A migração tem sido, há décadas, um tema central nas campanhas políticas do partido conservador CDU (União Democrática Cristã), o maior partido popular da Alemanha. Ao destacar a questão da migração, o CDU atrai votos da extrema-direita, de eleitores conservadores com visões xenófobas, indecisos e descontentes com o governo. Essa estratégia também desvia a atenção de outros temas cruciais, como tributação, saúde e melhorias na rede hospitalar, meio ambiente, energia e abastecimento, economia e emprego, e os aumentos abusivos no mercado imobiliário. O debate sobre a migração, portanto, pode ser visto como uma manobra para proteger a reeleição de candidatos já conhecidos.
O candidato a Chanceler do CDU, Friedrich Merz, apresentou um projeto de lei para limitar o fluxo de imigrantes. No entanto, após um debate acalorado no parlamento, o projeto foi rejeitado por 348 votos contra 338. Merz obteve os 338 votos a favor do partido de extrema-direita AfD (Alternativa para a Alemanha).
O líder da bancada do SPD (Partido Social Democrata), o partido do governo atual, Müntzenich, criticou Merz, afirmando que ele “perdeu por ter buscado o apoio do AfD”.
O fim da coalizão entre SPD, Die Grünen/Verdes e FDP levou a novas eleições parlamentares em fevereiro.
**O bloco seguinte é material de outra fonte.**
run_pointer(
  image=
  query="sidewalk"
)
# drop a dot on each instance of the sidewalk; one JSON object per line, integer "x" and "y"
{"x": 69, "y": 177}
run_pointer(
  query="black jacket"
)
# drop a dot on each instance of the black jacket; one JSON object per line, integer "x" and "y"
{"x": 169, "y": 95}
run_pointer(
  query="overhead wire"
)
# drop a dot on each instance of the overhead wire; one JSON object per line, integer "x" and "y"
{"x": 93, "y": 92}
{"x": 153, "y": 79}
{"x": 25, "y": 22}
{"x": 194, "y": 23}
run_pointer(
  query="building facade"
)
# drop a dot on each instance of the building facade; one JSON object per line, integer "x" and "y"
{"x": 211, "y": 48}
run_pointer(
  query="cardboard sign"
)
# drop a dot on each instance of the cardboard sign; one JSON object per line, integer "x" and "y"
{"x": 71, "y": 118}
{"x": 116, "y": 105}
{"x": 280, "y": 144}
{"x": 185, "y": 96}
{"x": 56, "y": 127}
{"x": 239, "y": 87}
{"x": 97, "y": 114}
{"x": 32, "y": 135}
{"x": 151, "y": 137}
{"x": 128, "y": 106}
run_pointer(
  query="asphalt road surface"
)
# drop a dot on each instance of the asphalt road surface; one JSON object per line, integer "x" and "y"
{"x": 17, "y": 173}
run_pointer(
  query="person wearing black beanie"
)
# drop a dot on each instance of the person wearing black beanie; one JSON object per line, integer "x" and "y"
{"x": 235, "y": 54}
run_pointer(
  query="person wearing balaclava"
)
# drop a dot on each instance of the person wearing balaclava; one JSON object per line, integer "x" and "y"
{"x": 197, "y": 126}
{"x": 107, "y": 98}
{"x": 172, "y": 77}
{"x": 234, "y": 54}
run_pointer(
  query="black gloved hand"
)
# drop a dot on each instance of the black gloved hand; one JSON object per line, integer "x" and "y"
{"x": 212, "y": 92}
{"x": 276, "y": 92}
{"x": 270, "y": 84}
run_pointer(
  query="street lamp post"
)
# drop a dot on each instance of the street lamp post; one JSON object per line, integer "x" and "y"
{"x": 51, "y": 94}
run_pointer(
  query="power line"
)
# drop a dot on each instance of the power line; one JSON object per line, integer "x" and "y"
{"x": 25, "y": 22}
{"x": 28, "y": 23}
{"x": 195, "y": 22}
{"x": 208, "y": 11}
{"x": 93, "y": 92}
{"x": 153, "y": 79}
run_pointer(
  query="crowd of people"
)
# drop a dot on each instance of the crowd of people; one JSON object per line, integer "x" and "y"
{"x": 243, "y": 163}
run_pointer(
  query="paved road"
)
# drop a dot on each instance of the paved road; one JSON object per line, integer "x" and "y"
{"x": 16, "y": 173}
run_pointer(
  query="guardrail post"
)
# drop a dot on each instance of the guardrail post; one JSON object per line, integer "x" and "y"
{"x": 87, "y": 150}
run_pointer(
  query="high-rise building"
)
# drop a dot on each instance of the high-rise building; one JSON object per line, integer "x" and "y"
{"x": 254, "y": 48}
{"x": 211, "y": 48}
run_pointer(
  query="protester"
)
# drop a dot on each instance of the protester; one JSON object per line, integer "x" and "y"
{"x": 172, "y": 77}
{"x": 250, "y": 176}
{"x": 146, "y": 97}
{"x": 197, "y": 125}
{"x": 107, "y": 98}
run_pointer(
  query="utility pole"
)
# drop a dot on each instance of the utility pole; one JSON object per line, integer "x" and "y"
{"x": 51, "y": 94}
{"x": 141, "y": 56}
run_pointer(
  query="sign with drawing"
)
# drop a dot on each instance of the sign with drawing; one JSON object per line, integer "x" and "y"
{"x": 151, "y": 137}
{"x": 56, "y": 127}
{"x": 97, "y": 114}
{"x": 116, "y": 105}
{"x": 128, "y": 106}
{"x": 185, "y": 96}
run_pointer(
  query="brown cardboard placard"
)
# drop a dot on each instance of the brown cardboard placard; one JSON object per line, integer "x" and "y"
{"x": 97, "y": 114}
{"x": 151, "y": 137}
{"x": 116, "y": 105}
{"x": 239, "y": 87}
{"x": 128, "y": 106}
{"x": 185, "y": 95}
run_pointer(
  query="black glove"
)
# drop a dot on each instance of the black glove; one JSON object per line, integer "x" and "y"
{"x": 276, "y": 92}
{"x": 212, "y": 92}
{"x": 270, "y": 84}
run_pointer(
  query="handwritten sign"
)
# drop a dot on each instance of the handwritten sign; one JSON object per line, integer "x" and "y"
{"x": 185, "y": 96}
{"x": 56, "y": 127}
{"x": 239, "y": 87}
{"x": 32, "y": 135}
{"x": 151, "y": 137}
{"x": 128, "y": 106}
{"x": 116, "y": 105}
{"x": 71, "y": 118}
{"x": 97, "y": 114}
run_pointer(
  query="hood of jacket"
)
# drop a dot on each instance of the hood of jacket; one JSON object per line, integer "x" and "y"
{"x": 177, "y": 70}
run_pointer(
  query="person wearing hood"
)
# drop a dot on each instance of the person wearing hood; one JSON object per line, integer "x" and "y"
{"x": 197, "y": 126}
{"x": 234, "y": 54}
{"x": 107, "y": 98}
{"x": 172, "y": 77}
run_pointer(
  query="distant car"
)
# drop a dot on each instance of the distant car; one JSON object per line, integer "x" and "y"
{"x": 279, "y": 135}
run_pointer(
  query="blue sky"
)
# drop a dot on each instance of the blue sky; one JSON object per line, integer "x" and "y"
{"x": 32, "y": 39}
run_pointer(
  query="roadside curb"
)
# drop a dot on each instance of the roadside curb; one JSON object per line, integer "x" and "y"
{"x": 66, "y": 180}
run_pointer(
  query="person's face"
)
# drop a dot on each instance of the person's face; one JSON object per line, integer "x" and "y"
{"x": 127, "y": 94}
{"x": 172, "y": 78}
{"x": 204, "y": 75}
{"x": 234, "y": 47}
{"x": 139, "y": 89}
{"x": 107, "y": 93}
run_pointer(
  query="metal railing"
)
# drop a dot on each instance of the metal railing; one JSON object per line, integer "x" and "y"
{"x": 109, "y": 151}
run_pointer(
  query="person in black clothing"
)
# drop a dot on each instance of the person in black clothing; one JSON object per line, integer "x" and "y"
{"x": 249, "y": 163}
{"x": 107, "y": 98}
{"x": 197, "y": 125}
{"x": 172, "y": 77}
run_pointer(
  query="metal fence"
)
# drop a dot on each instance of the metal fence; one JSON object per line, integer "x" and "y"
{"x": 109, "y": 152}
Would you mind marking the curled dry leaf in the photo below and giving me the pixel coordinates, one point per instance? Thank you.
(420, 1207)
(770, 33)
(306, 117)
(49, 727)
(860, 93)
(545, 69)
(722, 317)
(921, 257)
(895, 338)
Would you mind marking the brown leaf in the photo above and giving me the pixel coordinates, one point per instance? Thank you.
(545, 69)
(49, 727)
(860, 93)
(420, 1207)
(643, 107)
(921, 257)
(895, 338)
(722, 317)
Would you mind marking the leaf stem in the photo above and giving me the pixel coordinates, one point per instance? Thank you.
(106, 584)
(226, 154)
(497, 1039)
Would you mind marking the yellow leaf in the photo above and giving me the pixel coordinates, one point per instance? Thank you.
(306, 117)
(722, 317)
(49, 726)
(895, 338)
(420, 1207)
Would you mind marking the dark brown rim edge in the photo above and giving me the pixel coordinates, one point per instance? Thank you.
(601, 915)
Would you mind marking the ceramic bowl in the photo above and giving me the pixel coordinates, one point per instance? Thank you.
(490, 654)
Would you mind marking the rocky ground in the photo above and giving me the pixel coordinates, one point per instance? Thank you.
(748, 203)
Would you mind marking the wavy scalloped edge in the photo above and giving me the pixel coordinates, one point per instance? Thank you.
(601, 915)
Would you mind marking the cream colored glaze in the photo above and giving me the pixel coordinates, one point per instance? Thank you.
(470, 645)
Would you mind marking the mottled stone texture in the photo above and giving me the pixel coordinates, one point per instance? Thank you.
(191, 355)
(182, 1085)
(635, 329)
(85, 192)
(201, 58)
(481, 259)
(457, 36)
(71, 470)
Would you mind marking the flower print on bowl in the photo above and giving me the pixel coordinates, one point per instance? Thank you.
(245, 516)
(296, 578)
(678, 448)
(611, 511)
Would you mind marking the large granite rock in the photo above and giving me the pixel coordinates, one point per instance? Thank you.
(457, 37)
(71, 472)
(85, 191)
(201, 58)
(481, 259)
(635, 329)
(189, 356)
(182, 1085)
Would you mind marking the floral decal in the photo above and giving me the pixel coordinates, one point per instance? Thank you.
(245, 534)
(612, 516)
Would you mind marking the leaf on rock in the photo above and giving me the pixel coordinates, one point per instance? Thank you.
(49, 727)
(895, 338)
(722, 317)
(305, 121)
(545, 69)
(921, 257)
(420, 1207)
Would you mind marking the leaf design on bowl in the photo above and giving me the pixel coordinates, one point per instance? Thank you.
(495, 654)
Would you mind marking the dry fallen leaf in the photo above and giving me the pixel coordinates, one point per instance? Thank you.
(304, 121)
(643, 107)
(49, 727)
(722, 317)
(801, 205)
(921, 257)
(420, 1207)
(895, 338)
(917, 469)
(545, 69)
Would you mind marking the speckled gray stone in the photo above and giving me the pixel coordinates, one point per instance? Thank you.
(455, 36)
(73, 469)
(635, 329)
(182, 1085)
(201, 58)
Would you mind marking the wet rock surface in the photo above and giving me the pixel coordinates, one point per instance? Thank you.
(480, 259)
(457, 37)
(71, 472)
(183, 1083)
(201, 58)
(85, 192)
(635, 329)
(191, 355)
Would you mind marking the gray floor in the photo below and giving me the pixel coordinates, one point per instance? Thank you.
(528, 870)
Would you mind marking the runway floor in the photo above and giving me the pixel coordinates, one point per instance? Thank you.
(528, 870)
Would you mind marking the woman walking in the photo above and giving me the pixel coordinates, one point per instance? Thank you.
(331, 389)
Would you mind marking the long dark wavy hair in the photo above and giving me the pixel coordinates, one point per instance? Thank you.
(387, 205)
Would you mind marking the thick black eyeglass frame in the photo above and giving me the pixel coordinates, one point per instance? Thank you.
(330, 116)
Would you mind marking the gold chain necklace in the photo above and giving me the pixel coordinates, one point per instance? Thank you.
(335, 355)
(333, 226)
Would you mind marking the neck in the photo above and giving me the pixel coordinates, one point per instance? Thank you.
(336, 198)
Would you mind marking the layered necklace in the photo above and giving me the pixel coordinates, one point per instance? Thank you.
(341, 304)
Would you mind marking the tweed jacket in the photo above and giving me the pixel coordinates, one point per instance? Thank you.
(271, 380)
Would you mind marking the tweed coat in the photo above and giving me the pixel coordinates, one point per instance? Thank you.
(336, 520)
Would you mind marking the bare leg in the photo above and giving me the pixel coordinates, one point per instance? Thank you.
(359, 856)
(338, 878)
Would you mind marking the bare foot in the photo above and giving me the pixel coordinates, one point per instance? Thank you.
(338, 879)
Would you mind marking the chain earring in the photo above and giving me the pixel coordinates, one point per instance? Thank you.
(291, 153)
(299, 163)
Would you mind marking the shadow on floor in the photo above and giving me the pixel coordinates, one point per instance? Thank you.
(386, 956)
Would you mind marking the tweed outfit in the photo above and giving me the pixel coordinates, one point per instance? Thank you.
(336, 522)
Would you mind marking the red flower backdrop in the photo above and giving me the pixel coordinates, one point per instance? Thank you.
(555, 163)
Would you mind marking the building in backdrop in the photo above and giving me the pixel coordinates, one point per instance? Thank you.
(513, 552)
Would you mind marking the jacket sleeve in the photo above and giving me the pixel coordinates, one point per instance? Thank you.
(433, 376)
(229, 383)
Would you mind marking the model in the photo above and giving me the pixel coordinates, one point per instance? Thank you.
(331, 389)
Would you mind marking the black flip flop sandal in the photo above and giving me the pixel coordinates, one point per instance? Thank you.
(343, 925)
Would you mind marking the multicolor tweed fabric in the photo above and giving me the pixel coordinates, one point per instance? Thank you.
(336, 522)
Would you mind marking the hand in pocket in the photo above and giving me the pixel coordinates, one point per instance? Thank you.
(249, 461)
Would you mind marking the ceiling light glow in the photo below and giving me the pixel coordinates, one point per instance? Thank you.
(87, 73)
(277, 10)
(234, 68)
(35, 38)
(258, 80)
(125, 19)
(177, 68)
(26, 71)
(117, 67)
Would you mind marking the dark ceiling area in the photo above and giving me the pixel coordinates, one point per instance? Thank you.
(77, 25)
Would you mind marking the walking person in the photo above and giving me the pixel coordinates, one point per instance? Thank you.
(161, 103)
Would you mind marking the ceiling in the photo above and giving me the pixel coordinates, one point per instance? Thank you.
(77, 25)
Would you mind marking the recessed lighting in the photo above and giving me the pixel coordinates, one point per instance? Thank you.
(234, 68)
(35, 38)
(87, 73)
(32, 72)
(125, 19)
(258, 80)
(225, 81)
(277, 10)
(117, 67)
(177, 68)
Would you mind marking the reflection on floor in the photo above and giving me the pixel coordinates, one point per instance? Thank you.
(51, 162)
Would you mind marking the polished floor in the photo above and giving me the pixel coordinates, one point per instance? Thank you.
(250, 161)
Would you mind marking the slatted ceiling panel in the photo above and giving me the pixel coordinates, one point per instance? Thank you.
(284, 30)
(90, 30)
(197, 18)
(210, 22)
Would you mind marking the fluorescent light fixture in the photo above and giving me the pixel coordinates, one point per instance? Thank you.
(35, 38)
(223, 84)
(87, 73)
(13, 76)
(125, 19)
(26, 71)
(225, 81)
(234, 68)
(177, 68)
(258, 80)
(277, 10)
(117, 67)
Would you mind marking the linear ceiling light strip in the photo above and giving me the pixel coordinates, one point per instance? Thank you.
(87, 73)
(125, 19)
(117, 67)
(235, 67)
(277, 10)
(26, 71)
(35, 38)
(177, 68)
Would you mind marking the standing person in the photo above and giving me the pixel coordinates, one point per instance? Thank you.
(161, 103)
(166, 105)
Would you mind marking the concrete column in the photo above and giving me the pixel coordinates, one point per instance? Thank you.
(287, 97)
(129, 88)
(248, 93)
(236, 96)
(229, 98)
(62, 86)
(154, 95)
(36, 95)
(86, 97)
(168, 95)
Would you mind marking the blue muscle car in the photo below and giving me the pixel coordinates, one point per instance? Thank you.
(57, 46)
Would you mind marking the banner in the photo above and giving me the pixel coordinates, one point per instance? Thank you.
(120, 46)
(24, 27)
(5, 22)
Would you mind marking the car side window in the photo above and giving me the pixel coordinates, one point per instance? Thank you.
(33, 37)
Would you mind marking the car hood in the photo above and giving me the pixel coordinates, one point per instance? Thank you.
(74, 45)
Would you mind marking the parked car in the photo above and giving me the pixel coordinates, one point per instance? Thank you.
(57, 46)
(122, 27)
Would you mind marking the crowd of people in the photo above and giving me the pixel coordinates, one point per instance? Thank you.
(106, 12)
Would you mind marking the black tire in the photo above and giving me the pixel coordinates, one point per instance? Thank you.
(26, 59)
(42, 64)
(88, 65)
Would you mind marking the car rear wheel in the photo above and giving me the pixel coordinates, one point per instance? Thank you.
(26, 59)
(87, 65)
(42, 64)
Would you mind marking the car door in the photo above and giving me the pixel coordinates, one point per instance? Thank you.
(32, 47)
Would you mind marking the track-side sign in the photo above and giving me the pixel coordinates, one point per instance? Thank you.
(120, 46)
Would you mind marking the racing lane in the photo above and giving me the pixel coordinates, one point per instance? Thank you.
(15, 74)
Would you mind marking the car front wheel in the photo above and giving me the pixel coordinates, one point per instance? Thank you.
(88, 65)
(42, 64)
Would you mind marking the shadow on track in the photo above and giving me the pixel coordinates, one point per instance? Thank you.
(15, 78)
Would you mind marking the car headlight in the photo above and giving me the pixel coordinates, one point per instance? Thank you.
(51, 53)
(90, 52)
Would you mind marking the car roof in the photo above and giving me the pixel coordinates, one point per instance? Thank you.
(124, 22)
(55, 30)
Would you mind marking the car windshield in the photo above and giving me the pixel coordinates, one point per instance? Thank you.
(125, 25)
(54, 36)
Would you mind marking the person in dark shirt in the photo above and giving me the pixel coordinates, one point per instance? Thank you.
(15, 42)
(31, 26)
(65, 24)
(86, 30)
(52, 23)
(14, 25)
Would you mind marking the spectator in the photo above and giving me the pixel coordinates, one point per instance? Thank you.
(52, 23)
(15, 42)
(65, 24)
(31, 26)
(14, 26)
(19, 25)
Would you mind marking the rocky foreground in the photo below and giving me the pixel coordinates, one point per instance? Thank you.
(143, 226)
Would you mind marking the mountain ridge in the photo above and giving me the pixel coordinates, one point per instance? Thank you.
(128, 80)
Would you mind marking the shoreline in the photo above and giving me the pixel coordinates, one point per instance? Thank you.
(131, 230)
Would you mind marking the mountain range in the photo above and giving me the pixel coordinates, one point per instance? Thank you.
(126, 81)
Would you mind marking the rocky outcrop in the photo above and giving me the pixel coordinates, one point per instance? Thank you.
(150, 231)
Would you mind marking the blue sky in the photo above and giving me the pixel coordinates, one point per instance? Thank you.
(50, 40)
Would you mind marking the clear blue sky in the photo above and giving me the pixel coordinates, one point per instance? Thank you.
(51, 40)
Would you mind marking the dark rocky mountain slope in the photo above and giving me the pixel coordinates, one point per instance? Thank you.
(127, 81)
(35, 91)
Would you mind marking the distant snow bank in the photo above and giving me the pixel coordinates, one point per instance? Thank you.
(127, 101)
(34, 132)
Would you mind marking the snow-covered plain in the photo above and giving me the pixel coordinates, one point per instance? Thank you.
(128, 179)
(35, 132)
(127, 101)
A estratégia de Merz de se aproximar do AfD, um movimento à direita, foi explorada pelos outros partidos como um tema de campanha, incentivando a formação de uma nova coalizão governamental.
Manifestações populares em defesa da democracia contra a extrema direita
Grandes cidades alemãs foram palco de manifestações em defesa da democracia e contra a extrema-direita nos sábados, 8 e 15 de fevereiro de 2025. Em Munique, participei de ambos os eventos e posso confirmar que, segundo contagem de drones da organização, cerca de 320 mil pessoas compareceram. Nas redes sociais, estimativas chegaram a milhões de manifestantes. Há um temor crescente entre os cidadãos alemães com o fortalecimento do partido AfD, que atualmente possui 76 representantes no Parlamento, com tendência de crescimento. O lema “Nie wieder”, “Never again”, “Nunca mais”, ecoa por todo o país, refletindo o medo do retorno de fantasmas do passado.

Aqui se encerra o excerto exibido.